Pride Breakfast Celebrated Inclusion in the Workplace
A subdued, yet celebratory atmosphere prevailed as individuals shared their life-altering experiences and the progress they’ve seen for LGBTQIA individuals in the workplace.
The occasion was the annual Pride Scholarship Breakfast at the University of Missouri-Kansas City.
Two Hallmark Cards, Inc. executives, Carol Hallquist and Buck Wimberly, served as keynote speakers for the 6th annual fundraising event. However, it was Wimberly who shared the story of his heterosexual marriage, divorce and coming out in 2008; alumnus Quinten Sepe talked about his transgender experience while a student and work study at UMKC; and UMKC staff member Angela Cottrell fought back tears as she relived telling her mom that she is a lesbian.
The progress in the workplace has been remarkable for the three: Wimberly and his partner are now raising their five sons from previous marriages.
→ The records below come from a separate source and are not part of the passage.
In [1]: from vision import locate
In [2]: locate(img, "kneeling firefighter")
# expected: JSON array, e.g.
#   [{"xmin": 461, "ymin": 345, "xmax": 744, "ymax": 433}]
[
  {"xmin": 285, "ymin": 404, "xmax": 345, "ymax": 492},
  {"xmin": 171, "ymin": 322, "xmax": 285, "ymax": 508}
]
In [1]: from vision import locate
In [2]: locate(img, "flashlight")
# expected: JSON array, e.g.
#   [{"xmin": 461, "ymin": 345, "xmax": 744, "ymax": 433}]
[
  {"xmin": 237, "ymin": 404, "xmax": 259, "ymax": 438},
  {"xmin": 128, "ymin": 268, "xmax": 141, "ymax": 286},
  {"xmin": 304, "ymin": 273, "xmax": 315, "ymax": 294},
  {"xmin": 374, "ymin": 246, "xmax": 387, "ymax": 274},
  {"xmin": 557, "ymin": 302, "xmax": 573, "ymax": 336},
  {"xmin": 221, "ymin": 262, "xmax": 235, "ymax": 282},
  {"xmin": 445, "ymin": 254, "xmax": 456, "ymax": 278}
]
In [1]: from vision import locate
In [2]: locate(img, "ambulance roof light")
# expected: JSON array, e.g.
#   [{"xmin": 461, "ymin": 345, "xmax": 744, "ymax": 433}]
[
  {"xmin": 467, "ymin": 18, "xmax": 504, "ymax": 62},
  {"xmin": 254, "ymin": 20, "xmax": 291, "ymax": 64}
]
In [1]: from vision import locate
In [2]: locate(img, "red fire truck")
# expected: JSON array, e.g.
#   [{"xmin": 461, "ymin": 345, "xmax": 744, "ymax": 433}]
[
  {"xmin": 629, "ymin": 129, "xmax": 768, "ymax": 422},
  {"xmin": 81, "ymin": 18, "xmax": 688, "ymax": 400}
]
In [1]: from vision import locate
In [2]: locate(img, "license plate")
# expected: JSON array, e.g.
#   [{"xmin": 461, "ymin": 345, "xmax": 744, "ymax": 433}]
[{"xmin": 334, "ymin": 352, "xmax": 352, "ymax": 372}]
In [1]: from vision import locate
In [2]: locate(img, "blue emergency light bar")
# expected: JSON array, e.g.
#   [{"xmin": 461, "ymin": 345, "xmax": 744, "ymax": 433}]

He is encouraged to be inclusive, weaving elements of the LGBT community into products and resources at Hallmark, including the “It Gets Better” video created by HERE (Hallmark’s LGBT resource employee group).
Sepe is the person “he needed to be” and is sharing his life with his partner. He was empowered to be the student he truly was and “is a Roo everywhere I go.”
According to Cottrell, she is “living the dream.” She is Director of UMKC Student Life and made it clear before assuming the position that she was a proud lesbian. Cottrell now serves as a resource for UMKC LGBTQIA students.
The overarching theme – From 9 to 5: PRIDE in the Workplace – was one of inclusion and empowerment to “bring your full self to work.” The speakers stressed the value in being allowed to be the real you and to incorporate that into everything you do, every day.
The event also featured an ensemble of the Kansas City Women’s Chorus – Heartsong – offering three songs; the lyrics of one song included “I’ll paint you a rainbow designed with love,” lyrics quite appropriate for the occasion.
Funds raised from the breakfast support the LGBTQIA Scholarship and the Pride Endowment Assistance Fund, an emergency fund for students who are experiencing financial difficulty due to loss of family support.
“Funds raised today are going to a good cause. They offer hope and encouragement to help students feel good about the university and their workplace,” said UMKC Chancellor Leo E. Morton. “Last year, approximately $27,000 was raised.”